Dr Kirana grew up in a village near Probolinggo in the sweetlands of East Java. Many evenings she walked through cathedrals of green cane taking dinner to her father, a chemist in a sugar mill.
“My Dad worked hard and I felt sorry for him,” she said. “We weren’t rich. I went to government schools. I knew I had to do my best to please my family, though I was never pressured to study. But I did well and was always getting top grades.”
She wasn’t alone. Along with determination her family has splendid intellectual genes. Her mother studied to be a doctor before costs crippled hopes. Her siblings have turned to science and teaching.
“At first I just expected to be a wife and never thought of going abroad, even though I’d learned English,” Dr Kirana said. “Then I wanted to be a doctor and was admitted to the medical faculty at a university in Solo (Central Java).
“However I worried that if my patients died their families would be distressed and maybe I couldn’t cope. Better to work behind the scenes.”

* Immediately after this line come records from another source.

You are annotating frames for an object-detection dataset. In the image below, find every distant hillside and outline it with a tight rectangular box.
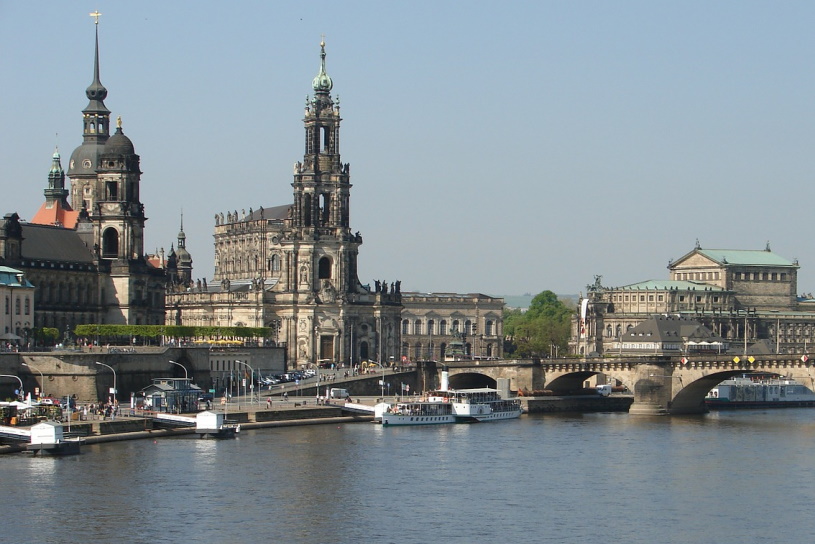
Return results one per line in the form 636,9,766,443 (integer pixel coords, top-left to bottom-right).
503,293,580,310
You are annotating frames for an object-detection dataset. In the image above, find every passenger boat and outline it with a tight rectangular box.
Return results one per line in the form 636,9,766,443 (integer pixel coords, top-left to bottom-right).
705,374,815,409
381,372,523,425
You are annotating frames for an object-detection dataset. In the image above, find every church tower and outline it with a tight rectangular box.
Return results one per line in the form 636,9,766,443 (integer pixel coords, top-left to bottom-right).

So she joined the Biology Faculty at Yogya’s University of Gadjah Mada (UGM). After graduating she taught at Malang’s Brawijaya University, got married and discovered the other element necessary for a successful career – a supportive spouse.
When the couples’ two daughters were born Eko gave up his bank job to become a house-husband.
Unfulfilled with one qualification Dr Kirana went back to UGM for a master’s degree in science. She won an Australian scholarship, picked up another master’s degree at Adelaide University, then a doctorate.
A fan of jamu, the traditional herbal remedies of Indonesia, she examined turmeric, the yellow spice widely used in cooking, medicine and cosmetics, particularly skin care. It may have anti-cancer properties.
Other plants under her microscope have been the tastily named zingiber, a genus of gingers with a place in kitchen and sickroom.
After working as a postdoctoral fellow for CSIRO, the prestigious Australian government science agency, in 2007 Dr Kirana returned to Indonesia expecting employment.
Instead she encountered obstructive nose-picking paper shufflers who wouldn’t make eye contact. “It was a culture shock,” she said. “I was so angry.” Within a month she was back on a Boeing heading for a job at NZ’s Wakefield Gastroenterology Research Trust.
In Wellington chairing the Indonesian community group till this year and singing in the Embassy choir are proof her position and stellar qualifications haven’t made her arrogant or aloof.
And her diet? As a Muslim she doesn’t drink or smoke. She feeds her family wholemeal bread, home-grown green vegetables and, of course, turmeric extract.
“I love going to work each day,” she said. “I’m very lucky. I’m my own boss. My message to young Indonesians is to work hard. The rewards aren’t always immediate but they do come.”